Edebiyatımızda Suyun Önemi

Su… Kendisi iki harf ama hayat onda gizli ve anlamlıdır.

Hayatın özü, varoluşun vazgeçilmezi. Bedenimizi beslediği gibi ruhumuzu da besler. Sabah uyanır uyanmaz yüzümüze çarpan ilk damlada, yazın kavurucu sıcağında içtiğimiz bir yudum serinlikte ya da yağmur sonrası toprakla birleşen kokuda hayat buluruz. Ancak suyun etkisi sadece fiziksel değildir; o aynı zamanda edebiyatın en derin metaforlarından biridir. Türk edebiyatında su, hem temizliğin hem aşkın hem de geçiciliğin sembolü olmuştur.
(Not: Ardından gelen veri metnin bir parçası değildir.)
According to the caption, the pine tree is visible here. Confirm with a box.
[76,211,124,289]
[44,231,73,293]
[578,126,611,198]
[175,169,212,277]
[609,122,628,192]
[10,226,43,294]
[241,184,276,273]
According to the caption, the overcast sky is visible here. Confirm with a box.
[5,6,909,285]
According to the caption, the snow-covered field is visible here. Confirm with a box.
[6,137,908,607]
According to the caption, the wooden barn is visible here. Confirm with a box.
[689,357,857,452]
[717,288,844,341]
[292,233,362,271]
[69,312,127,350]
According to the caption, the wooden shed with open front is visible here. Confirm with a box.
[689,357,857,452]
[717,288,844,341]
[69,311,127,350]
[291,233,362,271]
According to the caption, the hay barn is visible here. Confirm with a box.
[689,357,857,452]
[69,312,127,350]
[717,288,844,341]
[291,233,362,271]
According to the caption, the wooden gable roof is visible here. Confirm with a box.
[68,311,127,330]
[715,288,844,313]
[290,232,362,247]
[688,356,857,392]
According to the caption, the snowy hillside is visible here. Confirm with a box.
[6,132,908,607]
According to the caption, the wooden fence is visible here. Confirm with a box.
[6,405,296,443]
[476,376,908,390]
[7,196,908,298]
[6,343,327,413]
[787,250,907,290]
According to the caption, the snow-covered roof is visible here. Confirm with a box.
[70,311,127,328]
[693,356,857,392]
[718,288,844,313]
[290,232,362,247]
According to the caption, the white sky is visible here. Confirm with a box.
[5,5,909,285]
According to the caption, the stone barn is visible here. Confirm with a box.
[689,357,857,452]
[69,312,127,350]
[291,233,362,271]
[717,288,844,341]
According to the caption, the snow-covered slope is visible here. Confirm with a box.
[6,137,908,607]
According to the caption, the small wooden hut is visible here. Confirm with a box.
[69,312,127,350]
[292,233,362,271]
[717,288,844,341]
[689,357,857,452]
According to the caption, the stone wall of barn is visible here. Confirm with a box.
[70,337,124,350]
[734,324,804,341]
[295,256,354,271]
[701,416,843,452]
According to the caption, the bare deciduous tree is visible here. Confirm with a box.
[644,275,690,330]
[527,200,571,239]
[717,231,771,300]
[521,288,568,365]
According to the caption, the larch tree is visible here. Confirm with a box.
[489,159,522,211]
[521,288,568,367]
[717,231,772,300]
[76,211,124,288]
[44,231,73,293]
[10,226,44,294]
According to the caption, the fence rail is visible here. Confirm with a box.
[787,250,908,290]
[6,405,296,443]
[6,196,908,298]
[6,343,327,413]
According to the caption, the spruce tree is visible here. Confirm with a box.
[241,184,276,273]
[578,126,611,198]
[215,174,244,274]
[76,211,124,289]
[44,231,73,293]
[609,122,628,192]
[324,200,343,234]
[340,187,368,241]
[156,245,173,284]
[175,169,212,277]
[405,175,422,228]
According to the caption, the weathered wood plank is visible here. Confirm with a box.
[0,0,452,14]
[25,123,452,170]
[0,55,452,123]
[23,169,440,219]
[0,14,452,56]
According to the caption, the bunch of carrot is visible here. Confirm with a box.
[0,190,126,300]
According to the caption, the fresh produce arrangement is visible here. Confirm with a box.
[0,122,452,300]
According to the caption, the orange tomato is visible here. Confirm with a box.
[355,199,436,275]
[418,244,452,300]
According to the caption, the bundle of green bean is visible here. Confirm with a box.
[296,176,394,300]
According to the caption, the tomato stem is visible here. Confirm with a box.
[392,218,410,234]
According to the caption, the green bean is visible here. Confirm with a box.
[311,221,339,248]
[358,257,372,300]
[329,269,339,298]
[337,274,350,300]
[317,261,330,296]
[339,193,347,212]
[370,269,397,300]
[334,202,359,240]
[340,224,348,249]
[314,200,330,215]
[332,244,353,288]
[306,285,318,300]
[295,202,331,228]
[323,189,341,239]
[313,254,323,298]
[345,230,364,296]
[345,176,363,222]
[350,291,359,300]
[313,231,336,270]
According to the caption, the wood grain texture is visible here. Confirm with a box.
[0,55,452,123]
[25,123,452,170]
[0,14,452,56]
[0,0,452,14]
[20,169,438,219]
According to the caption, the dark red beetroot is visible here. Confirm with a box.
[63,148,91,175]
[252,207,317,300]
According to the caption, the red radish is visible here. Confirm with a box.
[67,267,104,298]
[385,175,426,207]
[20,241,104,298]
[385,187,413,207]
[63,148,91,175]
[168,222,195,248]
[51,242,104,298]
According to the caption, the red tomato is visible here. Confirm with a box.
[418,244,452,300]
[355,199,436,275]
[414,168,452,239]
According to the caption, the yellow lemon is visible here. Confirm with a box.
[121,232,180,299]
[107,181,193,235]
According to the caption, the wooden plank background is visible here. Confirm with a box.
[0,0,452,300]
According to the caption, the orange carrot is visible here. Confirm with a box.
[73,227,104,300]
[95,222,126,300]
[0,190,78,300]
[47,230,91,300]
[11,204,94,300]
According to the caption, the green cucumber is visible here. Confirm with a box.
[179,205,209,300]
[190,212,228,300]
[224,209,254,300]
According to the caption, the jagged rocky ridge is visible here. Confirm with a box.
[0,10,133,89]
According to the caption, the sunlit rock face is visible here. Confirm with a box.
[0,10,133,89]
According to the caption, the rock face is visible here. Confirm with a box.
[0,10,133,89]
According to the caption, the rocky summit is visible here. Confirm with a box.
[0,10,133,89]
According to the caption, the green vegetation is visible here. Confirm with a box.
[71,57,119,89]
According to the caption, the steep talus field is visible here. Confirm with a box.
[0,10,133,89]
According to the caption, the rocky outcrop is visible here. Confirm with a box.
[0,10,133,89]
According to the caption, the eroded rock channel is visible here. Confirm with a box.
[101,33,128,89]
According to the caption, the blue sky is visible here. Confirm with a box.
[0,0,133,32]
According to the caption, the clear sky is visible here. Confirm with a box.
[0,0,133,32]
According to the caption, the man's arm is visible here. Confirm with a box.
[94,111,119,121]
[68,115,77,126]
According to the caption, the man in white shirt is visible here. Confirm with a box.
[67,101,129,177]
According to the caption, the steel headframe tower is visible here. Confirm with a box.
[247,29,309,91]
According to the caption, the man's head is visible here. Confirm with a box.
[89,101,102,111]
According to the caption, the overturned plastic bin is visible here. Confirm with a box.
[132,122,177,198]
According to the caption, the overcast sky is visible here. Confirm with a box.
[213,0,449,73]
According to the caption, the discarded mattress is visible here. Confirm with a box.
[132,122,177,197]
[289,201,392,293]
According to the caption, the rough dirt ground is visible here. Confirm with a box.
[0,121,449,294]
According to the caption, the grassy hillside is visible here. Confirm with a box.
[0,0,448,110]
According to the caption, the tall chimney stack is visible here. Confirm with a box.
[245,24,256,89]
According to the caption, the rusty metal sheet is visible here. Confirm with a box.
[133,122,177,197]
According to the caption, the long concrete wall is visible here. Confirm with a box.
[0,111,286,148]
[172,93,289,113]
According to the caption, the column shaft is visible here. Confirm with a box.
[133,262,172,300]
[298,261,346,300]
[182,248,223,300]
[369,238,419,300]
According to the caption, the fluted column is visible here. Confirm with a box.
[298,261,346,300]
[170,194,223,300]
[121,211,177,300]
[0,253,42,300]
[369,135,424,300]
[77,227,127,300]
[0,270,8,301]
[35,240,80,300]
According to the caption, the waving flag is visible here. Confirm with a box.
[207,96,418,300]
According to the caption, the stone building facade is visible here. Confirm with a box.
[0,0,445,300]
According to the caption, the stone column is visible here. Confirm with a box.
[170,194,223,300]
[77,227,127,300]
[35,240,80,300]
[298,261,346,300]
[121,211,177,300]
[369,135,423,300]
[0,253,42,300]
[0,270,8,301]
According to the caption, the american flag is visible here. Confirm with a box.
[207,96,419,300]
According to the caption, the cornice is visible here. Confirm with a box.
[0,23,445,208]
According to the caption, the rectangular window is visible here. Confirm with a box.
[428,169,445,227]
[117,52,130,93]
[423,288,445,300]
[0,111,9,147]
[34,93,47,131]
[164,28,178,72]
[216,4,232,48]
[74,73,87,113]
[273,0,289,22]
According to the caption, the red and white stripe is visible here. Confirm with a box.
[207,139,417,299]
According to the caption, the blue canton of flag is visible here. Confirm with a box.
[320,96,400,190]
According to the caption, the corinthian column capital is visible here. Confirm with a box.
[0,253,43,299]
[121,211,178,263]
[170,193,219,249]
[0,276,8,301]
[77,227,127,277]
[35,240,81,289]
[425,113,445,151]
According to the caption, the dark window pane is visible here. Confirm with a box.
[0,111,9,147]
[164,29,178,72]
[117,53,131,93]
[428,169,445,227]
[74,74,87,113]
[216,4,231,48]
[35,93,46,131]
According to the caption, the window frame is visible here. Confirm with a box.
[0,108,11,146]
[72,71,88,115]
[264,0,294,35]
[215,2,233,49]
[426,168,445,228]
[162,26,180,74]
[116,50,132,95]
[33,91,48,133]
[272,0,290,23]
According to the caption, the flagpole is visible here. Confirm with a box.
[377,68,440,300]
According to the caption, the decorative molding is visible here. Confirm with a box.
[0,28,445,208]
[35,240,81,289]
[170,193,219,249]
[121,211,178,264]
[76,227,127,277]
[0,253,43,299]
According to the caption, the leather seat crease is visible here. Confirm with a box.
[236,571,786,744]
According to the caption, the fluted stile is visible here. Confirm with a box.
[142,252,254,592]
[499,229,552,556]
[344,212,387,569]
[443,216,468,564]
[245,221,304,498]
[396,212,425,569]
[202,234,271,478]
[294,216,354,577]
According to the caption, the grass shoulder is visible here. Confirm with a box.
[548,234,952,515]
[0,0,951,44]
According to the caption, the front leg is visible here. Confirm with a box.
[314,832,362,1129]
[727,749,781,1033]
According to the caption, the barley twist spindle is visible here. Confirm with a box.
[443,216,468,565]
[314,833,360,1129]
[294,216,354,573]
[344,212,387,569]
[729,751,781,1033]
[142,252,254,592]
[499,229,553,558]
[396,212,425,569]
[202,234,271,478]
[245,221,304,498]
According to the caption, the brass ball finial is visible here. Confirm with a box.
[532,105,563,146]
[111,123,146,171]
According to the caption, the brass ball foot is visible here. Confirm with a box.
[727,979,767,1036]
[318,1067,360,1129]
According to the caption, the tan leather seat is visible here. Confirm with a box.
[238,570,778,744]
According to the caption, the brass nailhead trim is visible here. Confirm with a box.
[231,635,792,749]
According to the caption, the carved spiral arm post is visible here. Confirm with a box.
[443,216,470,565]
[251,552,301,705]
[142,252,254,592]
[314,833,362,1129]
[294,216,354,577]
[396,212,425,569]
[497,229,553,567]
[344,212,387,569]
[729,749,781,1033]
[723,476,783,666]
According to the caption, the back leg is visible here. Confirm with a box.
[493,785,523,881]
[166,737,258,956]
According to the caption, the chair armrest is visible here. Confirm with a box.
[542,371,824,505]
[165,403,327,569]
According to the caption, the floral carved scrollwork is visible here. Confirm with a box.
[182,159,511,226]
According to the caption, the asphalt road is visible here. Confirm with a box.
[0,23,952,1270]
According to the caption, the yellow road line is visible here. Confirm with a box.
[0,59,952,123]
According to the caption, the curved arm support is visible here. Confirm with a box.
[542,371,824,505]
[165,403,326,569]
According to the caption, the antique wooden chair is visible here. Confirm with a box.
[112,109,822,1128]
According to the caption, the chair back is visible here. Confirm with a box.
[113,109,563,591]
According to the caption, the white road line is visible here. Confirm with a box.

Divan edebiyatında su, sevgilinin güzelliğini anlatmada önemli bir mecazdır. Fuzûlî'nin “Su kasidesi” bu anlamda eşsiz bir örnektir. Hazreti Peygamber’in sevgisini anlatırken “Dest busi arzusuyla ölürsem dostlar, kuze eylen toprağım sunun anınla yâ Resûl” mısralarında olduğu gibi, toprakla suyun birleşiminden doğan vuslat ümidiyle yazılmıştır. Bu dizelerde su, hem aşkı hem de uhrevi arınmayı temsil etmektedir.

Halk edebiyatında su, daha çok doğayla bütünleşmiş bir motif olarak karşımıza çıkar. Deyimlere, atasözlerine, ninnilere ve türkülerimize sinmiştir. “Su gibi aziz ol” dileği, birine edilen en güzel dualardan biridir. Günümüzde dahi Anadolu’nun pek çok köyünde, doğan çocuklar için “su gibi geçsin ömrü” denir. Bu, suyun ne kadar kadim ve hayırlı bir varlık olarak algılandığını gösterir.

Modern Türk edebiyatında ise su, zaman zaman bireysel yalnızlığın ve içsel yolculuğun simgesi olmuştur. Ahmet Hamdi Tanpınar’ın “Huzur” romanında, Boğaz’ın suları karakterlerin iç dünyalarını yansıtan bir aynaya dönüşür. Attila İlhan’ın şiirlerinde ise su, aşkın bir uzantısı olarak çıkar karşımıza; durgun, coşkulu ya da yitik.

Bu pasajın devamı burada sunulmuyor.